Partnerships have a direct impact on product development. They help filter out solutions that exist “because we can” and focus attention on what the market truly demands. This filter makes products more mature and practical, reducing the risk of creating technology for its own sake.
The most obvious function of cryptocurrency is payments. Payments are what drive the market forward today and serve as the engine of mass adoption. Through partnerships, we can not only advance payment solutions but also integrate them into new ecosystems, from banking providers to international payment networks. This doesn’t just expand our product. It helps set standards for the entire industry.
Partnerships also open doors to more conservative segments of the market. Companies that would never have entered the crypto space on their own begin to view it as part of the financial infrastructure. This is the path to mass adoption—from niche solutions for enthusiasts to products that become an ordinary part of business and daily life.

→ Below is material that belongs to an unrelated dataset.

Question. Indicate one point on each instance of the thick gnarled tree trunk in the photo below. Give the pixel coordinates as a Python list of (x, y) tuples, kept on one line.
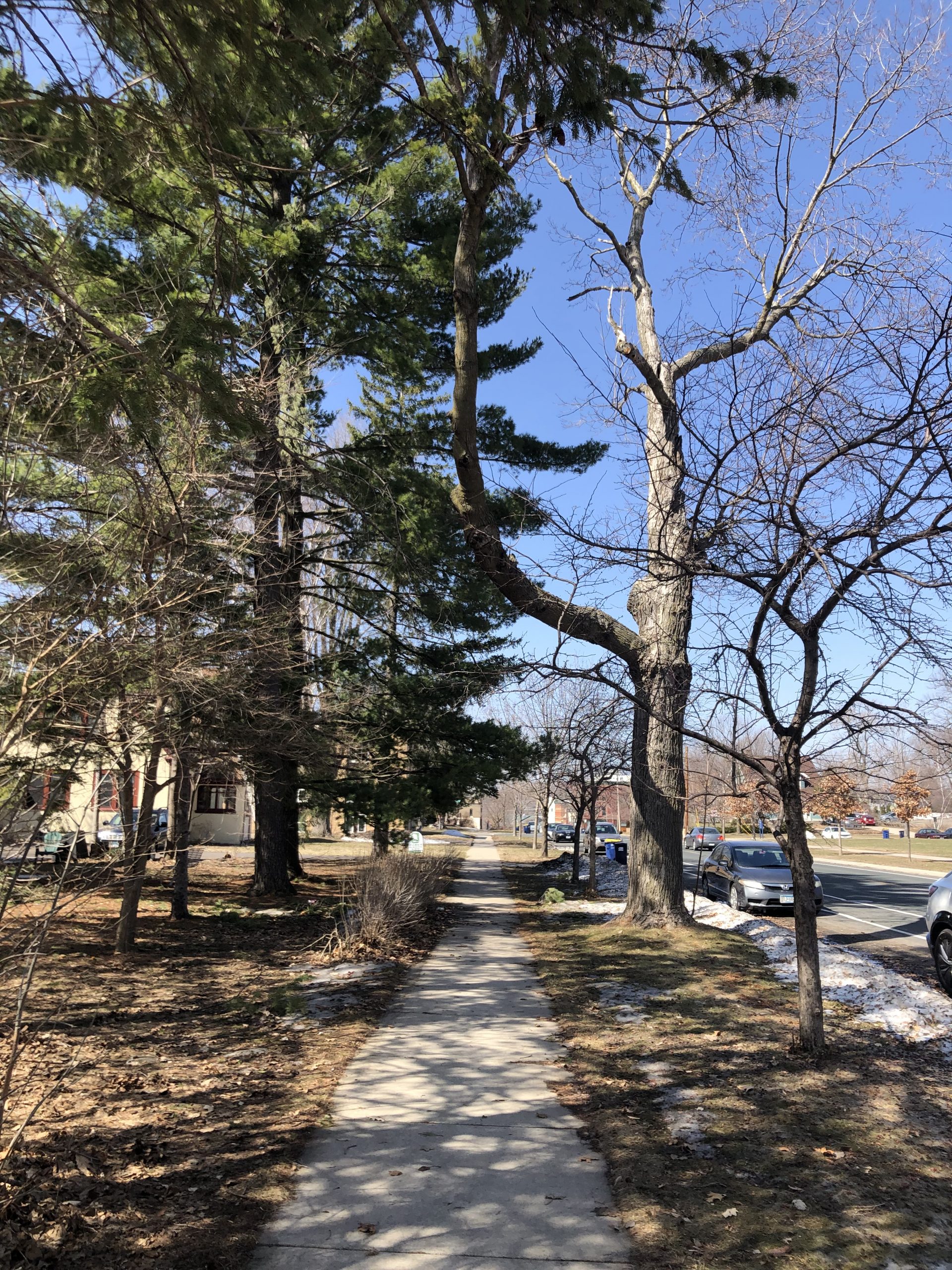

CoinsPaid is one of the largest and most experienced players in the crypto payments market. Over the past decade, we’ve directly and indirectly helped millions of people use cryptocurrencies for payments. Today, we continue working to eliminate UX barriers and make crypto payments as simple, convenient, and above all, as familiar as traditional payment instruments. That’s where we deliberately invest both money and time. It’s a long road, but we believe such investments are essential for driving mass adoption of crypto.